Model performance under noise in point cloud

The figure above shows the model's performance under different levels of noises injected into the point cloud. The noises are modeld as independent Gaussian distributions for each point in the point cloud, and we vary the standard deviation of the Gaussian to represent differnet levels of noises.

The left plot shows the force prediction mean absolute error under different levels of noise, and the right shows the contact prediction F1 score with different levels of noise. The x aixs is in units of meter. We note that the force model is robust to a small amount of noise, whie the contact model is robust to larger amount of noises.

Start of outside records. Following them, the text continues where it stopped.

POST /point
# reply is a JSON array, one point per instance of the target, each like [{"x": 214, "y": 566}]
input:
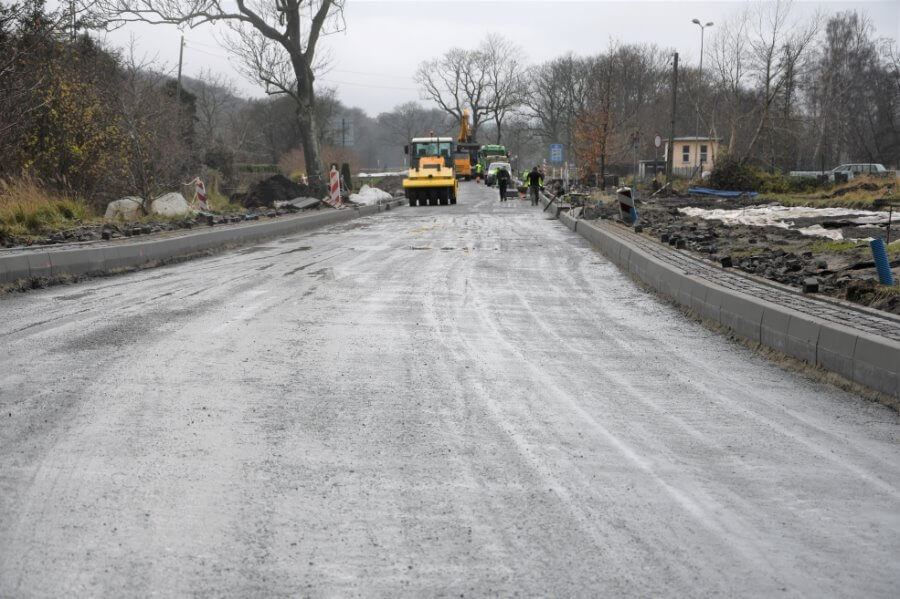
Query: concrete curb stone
[{"x": 860, "y": 357}]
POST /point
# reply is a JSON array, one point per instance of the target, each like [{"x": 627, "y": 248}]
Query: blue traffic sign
[{"x": 556, "y": 153}]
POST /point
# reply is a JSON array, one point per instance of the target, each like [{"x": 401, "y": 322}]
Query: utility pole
[
  {"x": 699, "y": 86},
  {"x": 178, "y": 86},
  {"x": 671, "y": 151}
]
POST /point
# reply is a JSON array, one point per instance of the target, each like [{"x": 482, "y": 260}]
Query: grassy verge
[
  {"x": 861, "y": 192},
  {"x": 28, "y": 210}
]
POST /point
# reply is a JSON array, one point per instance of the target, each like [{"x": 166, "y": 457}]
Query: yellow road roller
[{"x": 431, "y": 179}]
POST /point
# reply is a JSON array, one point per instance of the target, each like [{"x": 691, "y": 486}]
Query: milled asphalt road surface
[{"x": 447, "y": 401}]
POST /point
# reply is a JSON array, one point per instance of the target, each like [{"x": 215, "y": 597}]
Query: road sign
[{"x": 556, "y": 153}]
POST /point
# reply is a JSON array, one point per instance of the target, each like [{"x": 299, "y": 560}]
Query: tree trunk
[{"x": 309, "y": 128}]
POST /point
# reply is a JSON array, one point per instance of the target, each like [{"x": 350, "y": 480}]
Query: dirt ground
[{"x": 843, "y": 269}]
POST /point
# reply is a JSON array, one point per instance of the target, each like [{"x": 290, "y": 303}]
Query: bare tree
[
  {"x": 728, "y": 57},
  {"x": 776, "y": 47},
  {"x": 505, "y": 70},
  {"x": 215, "y": 94},
  {"x": 274, "y": 40},
  {"x": 410, "y": 119},
  {"x": 156, "y": 156},
  {"x": 455, "y": 81}
]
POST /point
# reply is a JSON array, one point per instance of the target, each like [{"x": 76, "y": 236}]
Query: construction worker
[
  {"x": 503, "y": 182},
  {"x": 535, "y": 182}
]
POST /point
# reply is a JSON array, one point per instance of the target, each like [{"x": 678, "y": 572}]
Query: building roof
[{"x": 695, "y": 138}]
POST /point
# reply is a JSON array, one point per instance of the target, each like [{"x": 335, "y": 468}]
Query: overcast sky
[{"x": 373, "y": 60}]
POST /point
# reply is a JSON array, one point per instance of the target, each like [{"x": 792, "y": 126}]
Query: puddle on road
[
  {"x": 255, "y": 248},
  {"x": 302, "y": 248}
]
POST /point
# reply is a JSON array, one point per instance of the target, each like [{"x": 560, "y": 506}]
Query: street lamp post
[{"x": 699, "y": 83}]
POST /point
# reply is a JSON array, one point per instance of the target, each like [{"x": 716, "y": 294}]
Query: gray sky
[{"x": 373, "y": 60}]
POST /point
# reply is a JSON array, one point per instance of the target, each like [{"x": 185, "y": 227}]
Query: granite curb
[{"x": 858, "y": 356}]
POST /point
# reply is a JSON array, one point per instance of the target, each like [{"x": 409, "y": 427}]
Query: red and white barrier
[{"x": 334, "y": 178}]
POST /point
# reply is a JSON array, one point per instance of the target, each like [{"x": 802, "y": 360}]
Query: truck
[
  {"x": 431, "y": 179},
  {"x": 844, "y": 172}
]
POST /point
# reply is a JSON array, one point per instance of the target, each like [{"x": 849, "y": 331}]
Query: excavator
[
  {"x": 431, "y": 179},
  {"x": 466, "y": 154}
]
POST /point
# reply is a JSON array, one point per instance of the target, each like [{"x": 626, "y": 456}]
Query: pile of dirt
[{"x": 264, "y": 194}]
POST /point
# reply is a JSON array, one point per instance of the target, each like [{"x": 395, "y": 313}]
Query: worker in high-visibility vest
[{"x": 535, "y": 181}]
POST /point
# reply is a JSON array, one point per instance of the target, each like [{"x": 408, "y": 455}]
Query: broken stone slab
[{"x": 126, "y": 208}]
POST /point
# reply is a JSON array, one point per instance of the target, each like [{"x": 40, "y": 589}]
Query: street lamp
[{"x": 699, "y": 82}]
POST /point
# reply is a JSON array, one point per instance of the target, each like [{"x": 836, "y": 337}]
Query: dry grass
[
  {"x": 28, "y": 209},
  {"x": 861, "y": 192}
]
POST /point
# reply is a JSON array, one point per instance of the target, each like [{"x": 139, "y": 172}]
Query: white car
[{"x": 851, "y": 170}]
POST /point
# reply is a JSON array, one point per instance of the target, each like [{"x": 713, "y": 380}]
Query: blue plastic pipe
[{"x": 882, "y": 264}]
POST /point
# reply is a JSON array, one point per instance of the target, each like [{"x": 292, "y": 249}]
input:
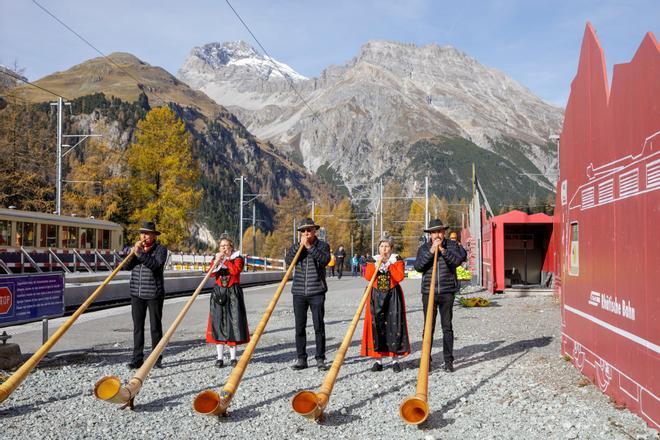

Note that the model is trained without injecting any noises. We can potentially make the model more robust to such noises by injecting noises into the point cloud at training time.

More experimental results

We also report the percentage of error, i.e., the ratio between the force prediction MAE and the mean value of the ground-truth force of the dataset, for the best methods on each dataset. For assistive dressing, the PointNet++-S has an error percentage of 33.1%, for assistive bathing, the GNN-S has an error percentage of 34.0%, for dish washing, the GNN-A model has an error percentage of 43.2%, and for primitive shapes, the GNN-S model has an error percentage of 68% due to the large variation for this task.

On a NVIDIA 3090 GPU, the inference time for the GNN force model is ~10ms, and the inference time for the PointNet++ force model is ~20ms. The inference time for the GNN contact model is ~10ms, and the inference time for the PointNet++ contact model is ~20ms.